Dennis Meadows warned 32 years ago that the world would run short of resources within a century, putting the planet at risk of expanding hunger as well as economic and social disaster.

Today, that danger is more imminent, says Mr. Meadows, one of the authors of "The Limits to Growth," a book published in 1972 and now just updated.

Within 30 years, world living standards could start falling, Meadows predicts. "We are living on borrowed time." The rising expense of protecting the rising population from starvation, pollution, soil erosion, and shortages of nonrenewable resources will cut into the capital available for boosting industrial output, Meadows says.

His book, coauthored with Donella Meadows, his late wife, and Jorgen Randers, was a publishing sensation, selling 30 million copies in 30 languages. But the book was widely scorned, especially after the food and oil shortages of the mid-1970s turned into surpluses.

The critics, though, were often ignoring the 100-year timetable the authors used.

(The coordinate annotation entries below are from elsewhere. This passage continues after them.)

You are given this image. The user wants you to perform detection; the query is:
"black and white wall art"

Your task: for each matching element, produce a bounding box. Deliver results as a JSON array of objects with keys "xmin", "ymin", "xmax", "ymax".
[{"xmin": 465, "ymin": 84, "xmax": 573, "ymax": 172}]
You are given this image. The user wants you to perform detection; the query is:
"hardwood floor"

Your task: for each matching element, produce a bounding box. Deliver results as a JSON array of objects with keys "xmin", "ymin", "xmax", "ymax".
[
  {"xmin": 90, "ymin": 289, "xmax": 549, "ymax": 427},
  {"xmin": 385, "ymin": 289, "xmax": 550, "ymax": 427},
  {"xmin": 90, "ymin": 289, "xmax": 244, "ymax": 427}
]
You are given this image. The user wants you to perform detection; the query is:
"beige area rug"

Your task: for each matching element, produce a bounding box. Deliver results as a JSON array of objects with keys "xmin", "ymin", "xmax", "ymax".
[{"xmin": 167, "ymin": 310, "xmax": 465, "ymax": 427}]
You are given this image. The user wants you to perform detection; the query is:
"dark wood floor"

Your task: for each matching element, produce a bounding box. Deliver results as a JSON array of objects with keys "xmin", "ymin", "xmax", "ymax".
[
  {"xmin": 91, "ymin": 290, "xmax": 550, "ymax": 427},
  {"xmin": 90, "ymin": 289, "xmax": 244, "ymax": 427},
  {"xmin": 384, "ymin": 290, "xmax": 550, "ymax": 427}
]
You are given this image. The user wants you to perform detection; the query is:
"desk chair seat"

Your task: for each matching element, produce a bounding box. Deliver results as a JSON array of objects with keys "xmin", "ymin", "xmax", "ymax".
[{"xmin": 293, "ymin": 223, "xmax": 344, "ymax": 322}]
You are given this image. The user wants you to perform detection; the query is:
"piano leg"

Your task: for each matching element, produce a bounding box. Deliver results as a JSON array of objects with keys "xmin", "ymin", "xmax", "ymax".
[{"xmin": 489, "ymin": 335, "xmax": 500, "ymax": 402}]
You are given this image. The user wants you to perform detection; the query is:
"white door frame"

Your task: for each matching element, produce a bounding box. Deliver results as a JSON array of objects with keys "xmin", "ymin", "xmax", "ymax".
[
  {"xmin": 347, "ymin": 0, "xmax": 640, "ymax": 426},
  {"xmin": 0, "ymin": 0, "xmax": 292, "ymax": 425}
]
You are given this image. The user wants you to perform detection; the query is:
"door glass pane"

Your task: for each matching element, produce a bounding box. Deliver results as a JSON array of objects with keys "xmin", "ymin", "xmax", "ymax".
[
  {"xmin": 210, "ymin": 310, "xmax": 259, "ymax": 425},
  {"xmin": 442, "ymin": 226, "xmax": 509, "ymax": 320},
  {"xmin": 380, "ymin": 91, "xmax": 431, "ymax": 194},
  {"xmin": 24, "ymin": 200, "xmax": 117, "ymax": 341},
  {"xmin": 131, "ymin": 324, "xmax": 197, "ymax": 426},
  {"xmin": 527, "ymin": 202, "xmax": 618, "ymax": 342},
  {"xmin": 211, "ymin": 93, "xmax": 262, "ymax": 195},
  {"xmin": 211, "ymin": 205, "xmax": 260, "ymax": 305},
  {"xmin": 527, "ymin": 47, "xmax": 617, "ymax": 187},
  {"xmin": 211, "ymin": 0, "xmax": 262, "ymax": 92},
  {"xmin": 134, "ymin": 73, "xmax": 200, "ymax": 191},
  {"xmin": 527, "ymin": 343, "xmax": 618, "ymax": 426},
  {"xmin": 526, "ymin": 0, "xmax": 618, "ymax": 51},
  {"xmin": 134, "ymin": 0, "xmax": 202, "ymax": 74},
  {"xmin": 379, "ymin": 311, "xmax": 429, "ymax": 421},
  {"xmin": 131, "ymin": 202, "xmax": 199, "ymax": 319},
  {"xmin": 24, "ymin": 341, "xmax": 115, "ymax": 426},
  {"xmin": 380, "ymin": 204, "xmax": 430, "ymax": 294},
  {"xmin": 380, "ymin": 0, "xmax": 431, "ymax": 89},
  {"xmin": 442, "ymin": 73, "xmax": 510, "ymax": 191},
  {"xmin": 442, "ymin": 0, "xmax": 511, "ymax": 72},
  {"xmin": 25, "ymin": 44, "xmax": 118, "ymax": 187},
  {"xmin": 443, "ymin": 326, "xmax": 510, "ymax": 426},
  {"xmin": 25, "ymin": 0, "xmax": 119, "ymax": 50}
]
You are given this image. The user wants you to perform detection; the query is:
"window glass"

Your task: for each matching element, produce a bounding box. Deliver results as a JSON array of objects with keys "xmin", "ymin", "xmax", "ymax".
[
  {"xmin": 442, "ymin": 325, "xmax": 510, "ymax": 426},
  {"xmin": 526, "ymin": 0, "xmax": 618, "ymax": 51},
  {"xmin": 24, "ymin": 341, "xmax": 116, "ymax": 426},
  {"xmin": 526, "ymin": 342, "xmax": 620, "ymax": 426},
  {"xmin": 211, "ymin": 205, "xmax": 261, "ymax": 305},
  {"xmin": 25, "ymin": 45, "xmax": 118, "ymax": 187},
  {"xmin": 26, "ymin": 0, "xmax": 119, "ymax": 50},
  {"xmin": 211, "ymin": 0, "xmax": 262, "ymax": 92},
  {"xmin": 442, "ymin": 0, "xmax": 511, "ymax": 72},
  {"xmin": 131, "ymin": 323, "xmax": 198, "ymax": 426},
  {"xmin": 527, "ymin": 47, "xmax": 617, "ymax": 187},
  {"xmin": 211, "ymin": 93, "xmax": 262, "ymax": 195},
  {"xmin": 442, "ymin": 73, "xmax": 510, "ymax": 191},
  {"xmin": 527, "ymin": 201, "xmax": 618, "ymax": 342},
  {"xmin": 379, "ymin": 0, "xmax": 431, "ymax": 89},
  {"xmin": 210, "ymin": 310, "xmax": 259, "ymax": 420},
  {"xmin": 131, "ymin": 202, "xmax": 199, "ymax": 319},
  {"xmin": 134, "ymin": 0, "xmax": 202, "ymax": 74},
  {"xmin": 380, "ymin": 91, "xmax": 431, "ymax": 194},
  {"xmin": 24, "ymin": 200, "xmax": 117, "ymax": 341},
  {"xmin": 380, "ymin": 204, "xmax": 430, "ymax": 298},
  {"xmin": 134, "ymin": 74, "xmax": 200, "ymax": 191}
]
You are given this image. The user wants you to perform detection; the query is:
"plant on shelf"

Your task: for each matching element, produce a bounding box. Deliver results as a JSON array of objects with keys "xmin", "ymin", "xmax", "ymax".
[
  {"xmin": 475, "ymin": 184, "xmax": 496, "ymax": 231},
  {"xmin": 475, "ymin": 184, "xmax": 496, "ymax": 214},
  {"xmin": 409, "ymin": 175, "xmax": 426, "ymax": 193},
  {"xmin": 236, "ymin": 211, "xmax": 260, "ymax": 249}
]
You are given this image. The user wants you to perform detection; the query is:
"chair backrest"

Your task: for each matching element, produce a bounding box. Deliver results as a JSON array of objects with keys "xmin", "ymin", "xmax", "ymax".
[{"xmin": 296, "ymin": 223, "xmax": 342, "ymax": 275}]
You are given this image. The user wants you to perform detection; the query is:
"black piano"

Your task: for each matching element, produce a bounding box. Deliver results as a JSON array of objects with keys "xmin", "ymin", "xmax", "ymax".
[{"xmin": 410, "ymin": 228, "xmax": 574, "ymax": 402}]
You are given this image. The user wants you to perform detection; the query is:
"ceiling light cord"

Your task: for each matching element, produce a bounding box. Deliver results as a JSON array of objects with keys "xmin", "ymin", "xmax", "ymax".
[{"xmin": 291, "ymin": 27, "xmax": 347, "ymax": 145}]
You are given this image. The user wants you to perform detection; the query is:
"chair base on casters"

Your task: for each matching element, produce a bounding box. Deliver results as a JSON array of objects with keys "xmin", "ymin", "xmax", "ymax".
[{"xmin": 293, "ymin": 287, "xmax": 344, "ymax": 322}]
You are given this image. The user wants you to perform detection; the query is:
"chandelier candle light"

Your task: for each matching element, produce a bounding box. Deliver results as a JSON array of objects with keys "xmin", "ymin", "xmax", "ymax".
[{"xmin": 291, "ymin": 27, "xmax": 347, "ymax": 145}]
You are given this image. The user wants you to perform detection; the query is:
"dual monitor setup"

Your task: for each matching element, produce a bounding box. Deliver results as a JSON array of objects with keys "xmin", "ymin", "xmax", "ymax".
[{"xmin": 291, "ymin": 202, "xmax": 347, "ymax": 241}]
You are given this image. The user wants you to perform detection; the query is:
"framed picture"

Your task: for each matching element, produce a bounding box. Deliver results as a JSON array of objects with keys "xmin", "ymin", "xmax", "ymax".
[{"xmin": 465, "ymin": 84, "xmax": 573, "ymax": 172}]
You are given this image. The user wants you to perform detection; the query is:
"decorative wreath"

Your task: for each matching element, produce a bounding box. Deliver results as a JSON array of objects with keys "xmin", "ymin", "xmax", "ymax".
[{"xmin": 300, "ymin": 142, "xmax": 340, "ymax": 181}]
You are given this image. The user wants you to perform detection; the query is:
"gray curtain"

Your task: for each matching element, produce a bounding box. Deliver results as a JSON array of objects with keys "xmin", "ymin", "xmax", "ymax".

"The Club of Rome [which commissioned the book] got the whole picture right," maintains Matthew Simmons, a prominent Texas oil consultant.

In their update, the authors note, humanity has "squandered the opportunity" to correct its current course over the last 30 years.

The entire world, rich and poor, faces political and economic turmoil likely to arise from a grim situation.

Signs of global trouble are brewing:

• The gap between rich and poor nations is 10 times what it was 30 years ago. During the 1990-2001 period, 54 countries already experienced declines in per capita gross domestic product. This gap could help keep terrorism going, warns Meadows.

• Demand from prospering China has caused shortages of oil and metals. If 9 billion people on earth were to consume materials at the American rate, world steel production would need to rise fivefold, copper eightfold, and aluminum ninefold. It's not possible or necessary, the authors hold.

• World food production per capita peaked about 1990. Total food production will stop growing about 2020, predicts Meadows. A global assessment of soil loss, based on studies of hundreds of experts, has found that 38 percent, or nearly 1.4 billion acres, of currently used agricultural land has been degraded. Key aquifers in the US, China, and India are drying up. This will hit farm output.

• In 1972, the world's population was less than 4 billion. Today it is 6.4 billion and headed toward 9 billion by 2050, the United Nations projects. Meadows maintains the planet can sustain only 2 billion people at a Western standard of living.

"The 'population bomb' hasn't fizzled," he says. "It has already exploded."

Because of their wealth, Americans and inhabitants of other rich nations will likely "buy their way out" from the worst aspects of looming disasters, he says. "The US will be pretty well off."

But he expresses concern that the US will not tackle seriously such universal problems as climate change, depletion of the world's fisheries, or nuclear proliferation. "The quality of public discussion has declined over the last 30 years," he says.

Using computer models, Meadows generates one hopeful scenario where society adopts a desired family size of two children and sets a fixed goal for industrial output per capita, adopts technologies to abate pollution, conserves resources, increases land yield, and protects agricultural land. Then the resulting society of nearly 8 billion people can live with high human welfare and a continuously declining footprint on the ecology.

But this has to be done soon, he insists. The problem is that people tend to ignore the impact of events with consequences they perceive as far in the future. They look to the now.